TLSPROXY is a versatile TLS termination proxy designed to secure various network services. It automatically handles TLS encryption using Let's Encrypt, allowing multiple services and server names to share the same port. Beyond TLS termination, TLSPROXY can function as a simple web server, a reverse proxy for HTTP(S) services, and offers robust user authentication and authorization features.

Key Features:

• Automatic TLS Certificates: Integrates with Let's Encrypt for automatic certificate acquisition using http-01 and tls-alpn-01 challenges.
• Flexible TLS Termination:
  • Terminates TLS and forwards data to TCP servers in plain text.
  • Terminates TLS and forwards data to TLS servers (encrypted in transit, proxy sees plain text).
  • Passes through raw TLS connections to backend TLS servers (proxy does not see plain text).
• QUIC and HTTP/3 Support: Terminates QUIC connections and forwards data to QUIC or TLS/TCP servers.
• Encrypted Client Hello (ECH): Enhances privacy by encrypting ClientHello messages.
• Static File Serving: Can serve static content directly from the local filesystem.
• PROXY Protocol Support: Integrates with the PROXY protocol for incoming TCP connections (not for QUIC or HTTP/3 backends).
• Client Authentication & Authorization: Supports TLS client authentication and authorization when the proxy terminates TLS connections.
• Built-in Certificate Authorities:
  • Manages client and backend server TLS certificates.
  • Issues SSH user certificates based on SSO credentials.
• User Authentication: Supports OpenID Connect, SAML, and Passkeys for HTTP and HTTPS connections. Can optionally issue JSON Web Tokens (JWTs) and run a local OpenID Connect server.
• Access Control: Implements access control based on IP addresses.
• Routing & Load Balancing: Routes requests based on Server Name Indication (SNI) with optional default routes and simple round-robin load balancing.
• ALPN Protocol Support: Supports any ALPN protocol in TLS, TLSPASSTHROUGH, QUIC, or TCP mode.
• OCSP Stapling & Verification: Includes OCSP stapling and certificate verification.
• Local TLS Certificates: Supports using locally stored TLS certificates.
• Hardware-backed Cryptographic Keys: Can use a Trusted Platform Module (TPM) for enhanced security of cryptographic keys.
• Port Sharing: Allows multiple server names to share the same IP address and port.

2. Installation

From Source

To install TLSPROXY from its source code, follow these steps:

git clone https://github.com/c2FmZQ/tlsproxy.git
cd tlsproxy
go generate ./...
go build -o tlsproxy

Docker Image

You can use the official Docker image from Docker Hub. Here's an example command:

docker run \
  --name=tlsproxy \
  --user=1000:1000 \
  --restart=always \
  --volume=${CONFIGDIR}:/config \
  --volume=${CACHEDIR}:/.cache \
  --publish=80:10080 \
  --publish=443:10443 \
  --env=TLSPROXY_PASSPHRASE="<passphrase>" \
  c2fmzq/tlsproxy:latest

The proxy reads the configuration from ${CONFIGDIR}/config.yaml.

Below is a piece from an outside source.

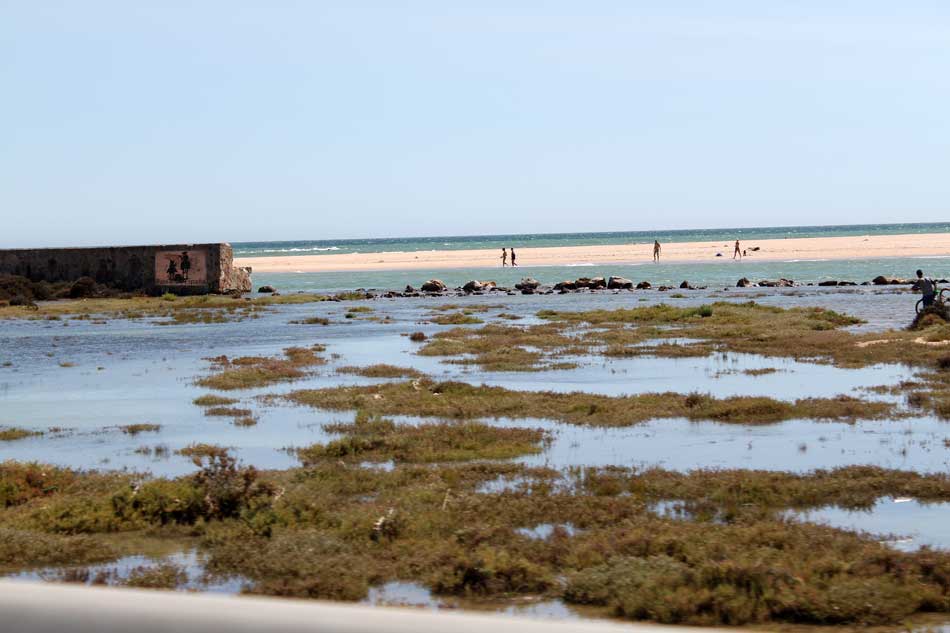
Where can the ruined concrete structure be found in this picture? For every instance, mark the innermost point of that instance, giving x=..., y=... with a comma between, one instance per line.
x=179, y=268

:warning: The ${TLSPROXY_PASSPHRASE} environment variable is crucial as it's used to encrypt the TLS secrets.

Precompiled Binaries

Precompiled binaries for various platforms are available on the release page.

Verifying Signatures

It is highly recommended to verify the authenticity of downloaded binaries and container images.

Container Image:

To verify the authenticity of a container image, use cosign:

cosign verify \
  --certificate-identity-regexp='^https://github[.]com/c2FmZQ/tlsproxy/[.]github/workflows/release[.]yml' \
  --certificate-oidc-issuer=https://token.actions.githubusercontent.com \
  c2fmzq/tlsproxy:latest

Alternatively, if you have the public key:

cosign verify --key keys/cosign.pub c2fmzq/tlsproxy:latest

Release Binary:

To verify the authenticity of a release binary, first import the c2FmZQ-bot.pub key:

curl https://raw.githubusercontent.com/c2FmZQ/tlsproxy/main/keys/c2FmZQ-bot.pub | gpg --import

Then, verify the signature (e.g., for tlsproxy-linux-amd64):

gpg --verify tlsproxy-linux-amd64.sig tlsproxy-linux-amd64

3. Configuration

TLSPROXY is configured using a YAML file, typically named config.yaml. This file defines how the proxy behaves, including backend services, authentication methods, and security settings.

The examples directory contains full configuration files for various use cases.

config.yaml Structure

The main configuration options are:

• acceptTOS: (Required) Boolean. Indicates acceptance of the Let's Encrypt Terms of Service. Must be true for Let's Encrypt to function.
• email: (Optional) String. Your email address, used by Let's Encrypt for important notifications.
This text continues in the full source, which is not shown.